Argudo, 60, doesn’t sport a spiffy white suit and hat of the milkman of old. This morning, he has on a black Kilby Cream baseball cap, a black Kilby Cream T-shirt and a pair of shorts and sneakers.
After pulling the van into the driveway of a home in Wilmington’s Highlands neighborhood, he hops out and is greeted by two barking dogs at the gate.
“Hey, guys! How are you?” he says, bending over to pet their heads.
So far, aggressive dogs haven’t been a problem, though he says, “I got scared one time.”
Argudo checks his clipboard for the customer’s order and begins lifting glass bottles of milk, nestled on top a thick bed of ice, from the back of the van. Ice cream, meats and eggs are stored in coolers.
“It’s wonderful to have this every week,” says Meg Holden, a Kilby Cream customer since May.
Holden’s order is usually two dozen eggs along with whole milk and chocolate milk.
“My kids say it tastes like melted chocolate ice cream,” says Holden.
The pair chats briefly and Argudo waves to one of the Holden’s children who is peeking out of the back door.
“Thanks, Ruben. See you soon!” Holden calls out before as Argudo heads back to the van.
Not everyone is home to greet the milkman. That’s why Kilby asks that home owners provide their own coolers so the products can stay cold. (Customers who order ice cream must be home for the delivery.)
Roosa says there was talk about Kilby providing coolers for customers, but she says that costs would escalate. And while some people like to set out old-fashioned galvanized steel insulated milk boxes, Roosa says that modern coolers are really best.
If a customer forgets to leave a cooler, Argudo will call and try to make a return trip or leave the delivery with a neighbor.
During one Wilmington delivery, Argudo knocks on the door and gets no answer. There are empty milk bottles on the front step, but no cooler.
“It’s the summer. Sometimes, they play in the backyard,” Argudo says making his way to the back door.
Still, no answer. “This is the first time this has happened,” he says, frowning. “She probably had to run out because normally she’s here.”
Argudo takes the milk to a neighbor across the street and later leaves a phone message, letting the customer know where he has delivered the milk.
Not all deliveries are left on the front step. Some customers give Argudo instructions to leave their deliveries in backyards, on porches or inside garages.
Argudo remembers fresh milk delivery from his childhood, though his version of the milkman may be a little different than others.

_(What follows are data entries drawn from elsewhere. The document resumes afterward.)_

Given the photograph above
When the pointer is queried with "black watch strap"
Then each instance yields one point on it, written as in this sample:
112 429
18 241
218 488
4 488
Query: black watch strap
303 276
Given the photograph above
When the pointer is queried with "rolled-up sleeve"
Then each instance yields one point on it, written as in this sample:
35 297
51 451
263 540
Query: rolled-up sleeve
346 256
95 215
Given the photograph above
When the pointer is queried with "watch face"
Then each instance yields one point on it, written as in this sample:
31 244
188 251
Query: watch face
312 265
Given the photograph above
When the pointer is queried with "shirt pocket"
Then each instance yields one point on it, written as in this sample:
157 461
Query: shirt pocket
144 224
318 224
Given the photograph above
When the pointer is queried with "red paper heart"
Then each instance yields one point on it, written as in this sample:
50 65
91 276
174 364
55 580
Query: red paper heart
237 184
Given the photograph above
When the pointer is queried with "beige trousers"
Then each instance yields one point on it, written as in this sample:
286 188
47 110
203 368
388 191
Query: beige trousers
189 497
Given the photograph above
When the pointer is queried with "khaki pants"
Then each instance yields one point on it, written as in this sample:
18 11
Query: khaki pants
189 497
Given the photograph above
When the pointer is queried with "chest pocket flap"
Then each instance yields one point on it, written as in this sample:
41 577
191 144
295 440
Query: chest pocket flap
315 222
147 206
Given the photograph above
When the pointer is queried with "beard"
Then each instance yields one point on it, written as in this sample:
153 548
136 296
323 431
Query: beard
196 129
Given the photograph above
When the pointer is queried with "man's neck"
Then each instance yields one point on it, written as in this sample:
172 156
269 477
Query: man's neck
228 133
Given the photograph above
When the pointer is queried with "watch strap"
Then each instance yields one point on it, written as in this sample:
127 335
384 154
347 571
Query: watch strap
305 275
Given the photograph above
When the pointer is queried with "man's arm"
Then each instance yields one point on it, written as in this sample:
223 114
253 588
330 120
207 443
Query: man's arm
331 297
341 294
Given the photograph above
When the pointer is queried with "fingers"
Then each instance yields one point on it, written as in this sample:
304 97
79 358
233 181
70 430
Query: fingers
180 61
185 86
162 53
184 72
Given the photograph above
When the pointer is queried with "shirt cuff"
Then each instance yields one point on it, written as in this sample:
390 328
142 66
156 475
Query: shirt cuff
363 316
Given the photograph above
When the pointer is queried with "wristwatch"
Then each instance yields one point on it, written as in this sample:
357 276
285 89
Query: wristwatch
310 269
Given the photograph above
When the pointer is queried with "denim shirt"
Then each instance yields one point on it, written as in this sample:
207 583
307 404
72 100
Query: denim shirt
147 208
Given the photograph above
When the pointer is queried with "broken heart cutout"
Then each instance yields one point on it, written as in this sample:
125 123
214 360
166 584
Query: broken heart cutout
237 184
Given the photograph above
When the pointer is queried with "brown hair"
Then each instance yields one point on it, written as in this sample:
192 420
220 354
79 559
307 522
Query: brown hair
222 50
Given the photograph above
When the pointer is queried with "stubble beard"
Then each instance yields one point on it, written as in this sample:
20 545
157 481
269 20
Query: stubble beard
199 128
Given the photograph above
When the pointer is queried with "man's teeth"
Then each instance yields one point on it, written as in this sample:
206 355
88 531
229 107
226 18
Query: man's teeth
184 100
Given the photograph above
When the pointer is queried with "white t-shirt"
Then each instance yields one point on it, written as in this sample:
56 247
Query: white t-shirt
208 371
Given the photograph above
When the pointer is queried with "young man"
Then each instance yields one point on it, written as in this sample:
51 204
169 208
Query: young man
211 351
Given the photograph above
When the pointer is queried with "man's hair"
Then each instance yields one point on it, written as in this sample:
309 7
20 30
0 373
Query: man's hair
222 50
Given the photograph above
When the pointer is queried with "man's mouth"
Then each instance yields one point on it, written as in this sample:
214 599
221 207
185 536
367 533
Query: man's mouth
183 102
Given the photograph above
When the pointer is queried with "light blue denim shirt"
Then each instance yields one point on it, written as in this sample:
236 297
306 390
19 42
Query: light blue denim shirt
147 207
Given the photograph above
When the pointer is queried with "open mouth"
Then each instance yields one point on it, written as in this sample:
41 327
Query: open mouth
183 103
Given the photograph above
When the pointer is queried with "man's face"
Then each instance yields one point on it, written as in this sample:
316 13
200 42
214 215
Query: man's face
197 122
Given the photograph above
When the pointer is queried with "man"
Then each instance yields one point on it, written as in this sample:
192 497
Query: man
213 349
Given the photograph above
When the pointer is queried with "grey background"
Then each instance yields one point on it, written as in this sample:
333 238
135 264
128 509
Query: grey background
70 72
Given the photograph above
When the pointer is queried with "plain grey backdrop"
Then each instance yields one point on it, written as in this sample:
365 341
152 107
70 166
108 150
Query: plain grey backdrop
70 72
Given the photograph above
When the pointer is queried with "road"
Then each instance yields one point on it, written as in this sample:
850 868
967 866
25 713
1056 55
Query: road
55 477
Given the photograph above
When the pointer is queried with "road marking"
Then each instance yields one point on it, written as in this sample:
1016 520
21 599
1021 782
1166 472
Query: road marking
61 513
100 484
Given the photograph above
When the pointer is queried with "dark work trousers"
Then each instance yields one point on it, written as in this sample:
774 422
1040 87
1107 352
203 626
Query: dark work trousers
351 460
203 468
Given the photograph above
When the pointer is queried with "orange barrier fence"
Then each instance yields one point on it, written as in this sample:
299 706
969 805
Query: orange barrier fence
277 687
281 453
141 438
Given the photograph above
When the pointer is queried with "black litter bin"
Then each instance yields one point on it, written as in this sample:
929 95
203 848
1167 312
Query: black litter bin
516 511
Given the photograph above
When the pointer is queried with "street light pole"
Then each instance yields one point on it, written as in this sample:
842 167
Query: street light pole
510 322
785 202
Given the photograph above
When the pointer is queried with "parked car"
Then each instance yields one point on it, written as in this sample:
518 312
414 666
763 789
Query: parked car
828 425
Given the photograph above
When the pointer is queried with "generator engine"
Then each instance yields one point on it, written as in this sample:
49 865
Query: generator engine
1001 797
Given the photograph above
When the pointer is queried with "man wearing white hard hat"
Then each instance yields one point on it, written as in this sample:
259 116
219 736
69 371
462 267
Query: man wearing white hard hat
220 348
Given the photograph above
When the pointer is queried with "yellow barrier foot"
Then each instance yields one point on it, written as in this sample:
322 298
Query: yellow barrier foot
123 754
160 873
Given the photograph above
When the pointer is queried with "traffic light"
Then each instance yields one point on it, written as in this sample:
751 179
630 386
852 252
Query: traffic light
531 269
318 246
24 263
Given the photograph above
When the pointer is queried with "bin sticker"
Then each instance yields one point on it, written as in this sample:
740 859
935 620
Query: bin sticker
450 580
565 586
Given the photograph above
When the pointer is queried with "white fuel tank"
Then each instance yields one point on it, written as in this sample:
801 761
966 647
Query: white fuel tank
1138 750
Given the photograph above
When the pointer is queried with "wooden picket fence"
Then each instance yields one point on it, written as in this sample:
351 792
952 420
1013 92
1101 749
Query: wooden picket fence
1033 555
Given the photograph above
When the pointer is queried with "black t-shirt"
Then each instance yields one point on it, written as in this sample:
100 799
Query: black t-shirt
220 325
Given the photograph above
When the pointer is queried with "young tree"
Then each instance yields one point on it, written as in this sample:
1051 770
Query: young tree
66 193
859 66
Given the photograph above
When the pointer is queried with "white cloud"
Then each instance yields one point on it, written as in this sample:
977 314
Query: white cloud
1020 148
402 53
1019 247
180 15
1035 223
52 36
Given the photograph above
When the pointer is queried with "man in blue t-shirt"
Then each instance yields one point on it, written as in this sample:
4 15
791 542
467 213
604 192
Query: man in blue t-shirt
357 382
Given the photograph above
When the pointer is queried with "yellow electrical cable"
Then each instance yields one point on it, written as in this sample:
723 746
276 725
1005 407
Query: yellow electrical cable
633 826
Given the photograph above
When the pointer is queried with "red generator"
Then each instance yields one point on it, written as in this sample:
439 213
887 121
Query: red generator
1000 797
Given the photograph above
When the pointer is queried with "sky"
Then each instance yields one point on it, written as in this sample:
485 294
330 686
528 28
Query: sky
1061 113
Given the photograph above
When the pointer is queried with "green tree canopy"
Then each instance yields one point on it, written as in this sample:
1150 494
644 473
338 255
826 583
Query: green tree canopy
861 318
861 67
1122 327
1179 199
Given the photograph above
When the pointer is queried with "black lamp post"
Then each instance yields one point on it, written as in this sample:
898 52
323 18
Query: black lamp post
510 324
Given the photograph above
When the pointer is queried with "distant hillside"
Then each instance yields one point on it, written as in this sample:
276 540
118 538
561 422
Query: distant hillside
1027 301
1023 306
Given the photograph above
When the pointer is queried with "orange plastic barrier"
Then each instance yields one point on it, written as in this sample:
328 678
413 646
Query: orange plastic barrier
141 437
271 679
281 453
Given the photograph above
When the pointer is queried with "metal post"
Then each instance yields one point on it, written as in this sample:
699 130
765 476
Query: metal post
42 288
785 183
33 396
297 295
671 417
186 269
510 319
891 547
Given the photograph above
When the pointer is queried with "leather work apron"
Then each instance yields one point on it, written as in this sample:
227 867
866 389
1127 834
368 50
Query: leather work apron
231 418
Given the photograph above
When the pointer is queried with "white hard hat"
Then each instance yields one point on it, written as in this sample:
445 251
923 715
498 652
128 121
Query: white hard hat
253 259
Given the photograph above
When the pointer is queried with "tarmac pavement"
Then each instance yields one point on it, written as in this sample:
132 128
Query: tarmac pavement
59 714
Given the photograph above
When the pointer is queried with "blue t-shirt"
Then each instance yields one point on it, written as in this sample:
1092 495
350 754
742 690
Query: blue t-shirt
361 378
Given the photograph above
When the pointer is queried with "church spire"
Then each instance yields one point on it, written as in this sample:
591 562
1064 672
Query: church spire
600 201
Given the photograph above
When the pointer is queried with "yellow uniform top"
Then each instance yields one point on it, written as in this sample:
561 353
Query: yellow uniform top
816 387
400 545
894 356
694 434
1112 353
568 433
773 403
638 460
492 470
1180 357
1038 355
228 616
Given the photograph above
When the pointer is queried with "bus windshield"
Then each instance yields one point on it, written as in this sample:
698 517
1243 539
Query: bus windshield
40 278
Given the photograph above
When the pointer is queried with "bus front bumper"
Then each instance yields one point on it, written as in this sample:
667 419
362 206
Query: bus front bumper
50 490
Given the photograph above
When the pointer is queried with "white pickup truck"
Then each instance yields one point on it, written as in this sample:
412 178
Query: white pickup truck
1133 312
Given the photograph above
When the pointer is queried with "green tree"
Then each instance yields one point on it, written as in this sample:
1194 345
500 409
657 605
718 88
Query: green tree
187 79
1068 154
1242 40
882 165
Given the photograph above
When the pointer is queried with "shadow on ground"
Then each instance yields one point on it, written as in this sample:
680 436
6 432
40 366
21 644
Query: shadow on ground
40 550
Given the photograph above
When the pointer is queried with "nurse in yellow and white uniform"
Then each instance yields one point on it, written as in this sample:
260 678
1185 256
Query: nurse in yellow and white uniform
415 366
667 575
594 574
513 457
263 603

While staying with his grandmother in Ecuador, Argudo recalls the milkman knocking on the door. His grandmother gathered glass tumblers and then opened the door. There stood a man with a cow. The man milked the cow directly into the glasses that Argudo’s grandmother handed to him. She then gave a glass to each of her grandchildren.
“The (Kilby) cream line tastes like that to me,” Argudo says.
Creating Childhood Memories
Some Kilby Cream customers have vivid milkman memories– Argudo estimates about half of his customers are retirees– others are looking to create new ones.
Argudo says sometimes customers will call and ask if he can let them know when he will be at their home so their children can answer the door. “They say, ‘Oh, he’s never seen a milkman before.'”
Kilby Cream customers Kathy and Greg Thompson say they didn’t grow up with a milkman making deliveries to their homes, though Greg faintly recalls, maybe, an egg man. But the Holly Oak Terrace couple want their daughter, Sara, 7, to know what it is like to have someone delivering farm fresh milk to the doorstep.
The couple has ordered milk, wheat bread, bacon and eggs and they have been trying different flavors of ‘adult’ ice cream such as Chambourcin, made with red wine, and White Russian.
“I’ve been very pleased with it,” Kathy says. “We really love their stuff.”
“It’s just like the old days,” Greg says.